Я окунула перо в чернильницу, поколебалась и наконец написала: «Джианетта Брук, дом священника в Тентском аббатстве, Уоркшир». Затем я с трудом сняла с пальца обручальное кольцо и бросила в сумочку. Придется объяснить майору Персимону, хозяину отеля, почему миссис Драри вдруг превратилась в мисс Брук. Мне показалось, что наличие мистера и миссис Драри в одном отеле делает вероятными множество неловких ситуаций. Марсия уже обещала ничего не говорить. А Николасу и не следует знать, что я вовсе не стала опять мисс Брук четыре года назад. Возможно, ему тоже от встречи будет досадно и неудобно, и он постарается, чтобы все сошло как можно легче. Во всяком случае, я себя в этом убеждала, промокая написанное и закрывая книгу. Но на самом деле, вспоминая своего красивого непредсказуемого мужа, я понимала, как слабо можно рассчитывать на его хорошее поведение.

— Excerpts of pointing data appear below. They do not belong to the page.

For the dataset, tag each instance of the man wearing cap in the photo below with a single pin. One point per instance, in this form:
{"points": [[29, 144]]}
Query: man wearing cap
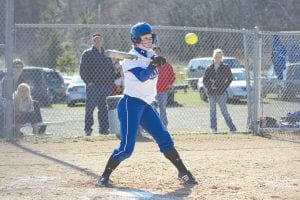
{"points": [[97, 71]]}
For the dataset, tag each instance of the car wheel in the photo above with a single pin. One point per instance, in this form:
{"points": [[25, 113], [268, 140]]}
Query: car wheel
{"points": [[203, 95]]}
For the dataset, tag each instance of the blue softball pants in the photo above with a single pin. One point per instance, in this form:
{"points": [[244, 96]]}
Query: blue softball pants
{"points": [[133, 112]]}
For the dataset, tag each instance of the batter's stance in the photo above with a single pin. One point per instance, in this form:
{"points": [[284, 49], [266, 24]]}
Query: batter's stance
{"points": [[134, 108]]}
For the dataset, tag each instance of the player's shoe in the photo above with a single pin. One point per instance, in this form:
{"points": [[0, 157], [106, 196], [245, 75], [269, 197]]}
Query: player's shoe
{"points": [[103, 182], [187, 178]]}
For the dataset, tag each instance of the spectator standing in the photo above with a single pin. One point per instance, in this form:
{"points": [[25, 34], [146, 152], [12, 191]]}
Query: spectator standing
{"points": [[135, 108], [26, 110], [217, 78], [98, 73], [166, 78]]}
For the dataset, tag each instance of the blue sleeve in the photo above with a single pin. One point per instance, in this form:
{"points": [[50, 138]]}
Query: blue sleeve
{"points": [[142, 74]]}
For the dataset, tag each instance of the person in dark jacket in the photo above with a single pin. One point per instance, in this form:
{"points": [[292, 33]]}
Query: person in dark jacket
{"points": [[98, 73], [217, 78]]}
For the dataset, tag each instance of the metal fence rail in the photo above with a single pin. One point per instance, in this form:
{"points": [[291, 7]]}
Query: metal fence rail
{"points": [[43, 45]]}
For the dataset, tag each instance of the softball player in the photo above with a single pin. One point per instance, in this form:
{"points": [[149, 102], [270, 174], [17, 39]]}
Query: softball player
{"points": [[134, 108]]}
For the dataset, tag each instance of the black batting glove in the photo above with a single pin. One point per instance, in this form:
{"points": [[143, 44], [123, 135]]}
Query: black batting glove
{"points": [[156, 61]]}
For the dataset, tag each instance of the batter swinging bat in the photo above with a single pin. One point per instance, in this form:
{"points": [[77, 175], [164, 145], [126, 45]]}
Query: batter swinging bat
{"points": [[120, 55]]}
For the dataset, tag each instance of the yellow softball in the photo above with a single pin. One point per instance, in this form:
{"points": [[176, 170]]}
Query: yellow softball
{"points": [[191, 38]]}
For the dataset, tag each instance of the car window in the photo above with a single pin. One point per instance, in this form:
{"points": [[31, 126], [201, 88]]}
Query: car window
{"points": [[233, 63], [239, 76], [53, 78], [32, 76]]}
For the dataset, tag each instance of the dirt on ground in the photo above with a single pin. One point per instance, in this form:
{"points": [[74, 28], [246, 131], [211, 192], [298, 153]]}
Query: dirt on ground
{"points": [[226, 166]]}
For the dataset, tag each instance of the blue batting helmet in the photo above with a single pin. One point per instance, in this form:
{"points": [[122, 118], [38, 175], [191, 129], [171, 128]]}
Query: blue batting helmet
{"points": [[139, 29]]}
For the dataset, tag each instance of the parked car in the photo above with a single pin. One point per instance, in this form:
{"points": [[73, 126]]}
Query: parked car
{"points": [[197, 67], [47, 85], [288, 87], [237, 89], [76, 91], [67, 80]]}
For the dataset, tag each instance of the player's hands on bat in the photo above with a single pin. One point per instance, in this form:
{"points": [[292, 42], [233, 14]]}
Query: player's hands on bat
{"points": [[156, 61]]}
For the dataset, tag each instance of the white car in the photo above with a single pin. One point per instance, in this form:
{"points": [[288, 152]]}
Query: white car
{"points": [[76, 91], [237, 89]]}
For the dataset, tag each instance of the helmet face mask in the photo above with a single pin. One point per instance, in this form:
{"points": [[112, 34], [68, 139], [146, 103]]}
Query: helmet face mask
{"points": [[140, 29]]}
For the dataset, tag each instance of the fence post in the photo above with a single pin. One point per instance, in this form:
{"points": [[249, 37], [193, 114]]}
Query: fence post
{"points": [[256, 79], [246, 64], [8, 82]]}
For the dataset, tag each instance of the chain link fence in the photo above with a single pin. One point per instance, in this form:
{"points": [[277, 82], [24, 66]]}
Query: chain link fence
{"points": [[59, 47]]}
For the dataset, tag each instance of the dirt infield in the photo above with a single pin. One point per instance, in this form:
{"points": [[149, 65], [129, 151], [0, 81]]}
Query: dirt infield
{"points": [[227, 166]]}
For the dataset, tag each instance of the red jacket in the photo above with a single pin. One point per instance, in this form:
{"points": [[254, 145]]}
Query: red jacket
{"points": [[166, 77]]}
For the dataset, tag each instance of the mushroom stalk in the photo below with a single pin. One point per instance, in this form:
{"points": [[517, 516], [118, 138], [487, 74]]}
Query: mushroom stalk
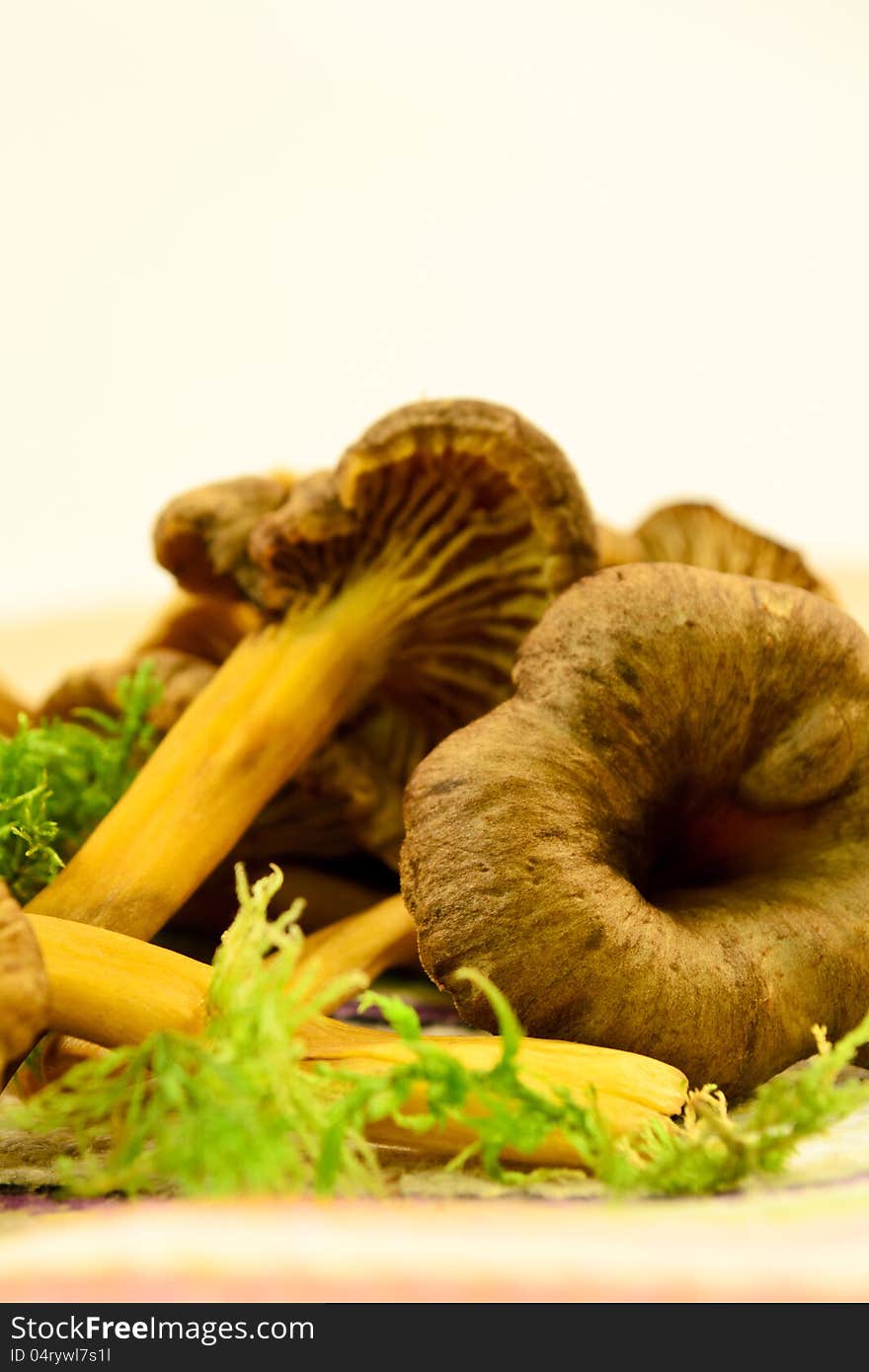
{"points": [[274, 703], [405, 579], [112, 989]]}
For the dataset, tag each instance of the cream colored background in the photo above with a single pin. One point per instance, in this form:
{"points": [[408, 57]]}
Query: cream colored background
{"points": [[234, 233]]}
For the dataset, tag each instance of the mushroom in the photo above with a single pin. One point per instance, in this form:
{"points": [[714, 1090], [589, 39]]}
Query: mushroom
{"points": [[401, 580], [703, 535], [24, 985], [661, 843], [108, 988], [345, 800]]}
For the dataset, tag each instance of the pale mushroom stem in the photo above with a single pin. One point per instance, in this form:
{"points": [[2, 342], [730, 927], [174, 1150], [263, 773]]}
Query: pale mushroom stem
{"points": [[112, 989], [272, 704]]}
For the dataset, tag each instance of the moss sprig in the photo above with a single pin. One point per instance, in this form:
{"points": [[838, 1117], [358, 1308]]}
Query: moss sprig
{"points": [[238, 1110], [59, 778]]}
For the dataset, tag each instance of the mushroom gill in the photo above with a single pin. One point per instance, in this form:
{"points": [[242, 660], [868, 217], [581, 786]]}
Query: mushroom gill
{"points": [[661, 843], [702, 535], [403, 580]]}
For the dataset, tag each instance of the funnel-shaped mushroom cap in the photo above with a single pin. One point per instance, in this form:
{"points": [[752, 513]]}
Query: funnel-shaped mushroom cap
{"points": [[702, 535], [461, 519], [661, 841], [24, 984]]}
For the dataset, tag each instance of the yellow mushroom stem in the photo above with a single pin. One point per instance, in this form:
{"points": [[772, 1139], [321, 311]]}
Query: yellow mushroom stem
{"points": [[110, 989], [276, 699]]}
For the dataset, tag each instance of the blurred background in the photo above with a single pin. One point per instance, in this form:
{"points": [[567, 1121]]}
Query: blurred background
{"points": [[234, 233]]}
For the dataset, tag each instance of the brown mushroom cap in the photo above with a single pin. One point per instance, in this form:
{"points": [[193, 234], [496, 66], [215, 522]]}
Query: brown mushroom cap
{"points": [[465, 513], [24, 984], [661, 843], [403, 582], [702, 535]]}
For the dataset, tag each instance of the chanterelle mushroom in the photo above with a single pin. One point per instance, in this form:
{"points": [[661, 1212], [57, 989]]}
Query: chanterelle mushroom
{"points": [[703, 535], [24, 984], [404, 579], [661, 843]]}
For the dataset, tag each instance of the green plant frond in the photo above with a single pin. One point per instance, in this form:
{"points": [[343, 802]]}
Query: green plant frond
{"points": [[239, 1110], [58, 780]]}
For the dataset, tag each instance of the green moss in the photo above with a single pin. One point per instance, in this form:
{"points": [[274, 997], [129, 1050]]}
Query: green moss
{"points": [[58, 780], [238, 1111]]}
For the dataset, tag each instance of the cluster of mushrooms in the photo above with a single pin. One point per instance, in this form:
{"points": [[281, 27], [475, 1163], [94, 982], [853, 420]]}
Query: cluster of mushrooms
{"points": [[625, 776]]}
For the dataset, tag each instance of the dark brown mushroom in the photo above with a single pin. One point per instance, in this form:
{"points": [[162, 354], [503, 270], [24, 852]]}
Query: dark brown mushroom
{"points": [[702, 535], [661, 843], [398, 584], [24, 985]]}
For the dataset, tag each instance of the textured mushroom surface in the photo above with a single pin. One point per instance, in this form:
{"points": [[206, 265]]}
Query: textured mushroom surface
{"points": [[24, 984], [396, 589], [702, 535], [661, 843], [460, 516]]}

И тут я подпрыгнула, как нервная кошка, а сзади послышался мужской голос: – Помереть мне на этом месте, Джанет Драри!
Я быстро обернулась и увидела, что по лестнице спускается мужчина.
– Алистер! Как приятно снова увидеться! Где ты был все это время?
Алистер Брейн взял меня за обе руки и склонился над ними. Этого большого крепкого мужчину с мощными плечами, вечно непричесанными каштановыми волосами и обескураживающей улыбкой, скрывающей исключительно тонкий ум, можно принять за кого угодно, только не за того, кто он на самом деле – восходящую звезду в жестоком мире рекламы.
– Большей частью в Америке, с заездами в Бразилию и Пакистан. Работал на издательство «Пер-гамон пресс».
– Да, помню. Давно вернулся?
– Недель шесть назад. Получил отпуск на несколько месяцев и приехал с друзьями порыбачить.
– Приятно видеть тебя снова. И должна сказать, что загар тебе идет.
– Жаль, что не могу ответить комплиментом, Джанет, моя кошечка. То есть… – он поспешно исправился, – мне тоже приятно видеть тебя, но ты выглядишь немного по-лондонски, если можно так выразиться. Что случилось со школьным цветом лица? Ник тебя бьет? – Я вытаращила глаза, а он, казалось, не замечал ничего странного в выражении моего лица. – Этот гнусный дьявол даже ни разу не сказал, что ты присоединишься к нему здесь.
– Господи Боже, Алистер, неужели ты не знал? Мы развелись.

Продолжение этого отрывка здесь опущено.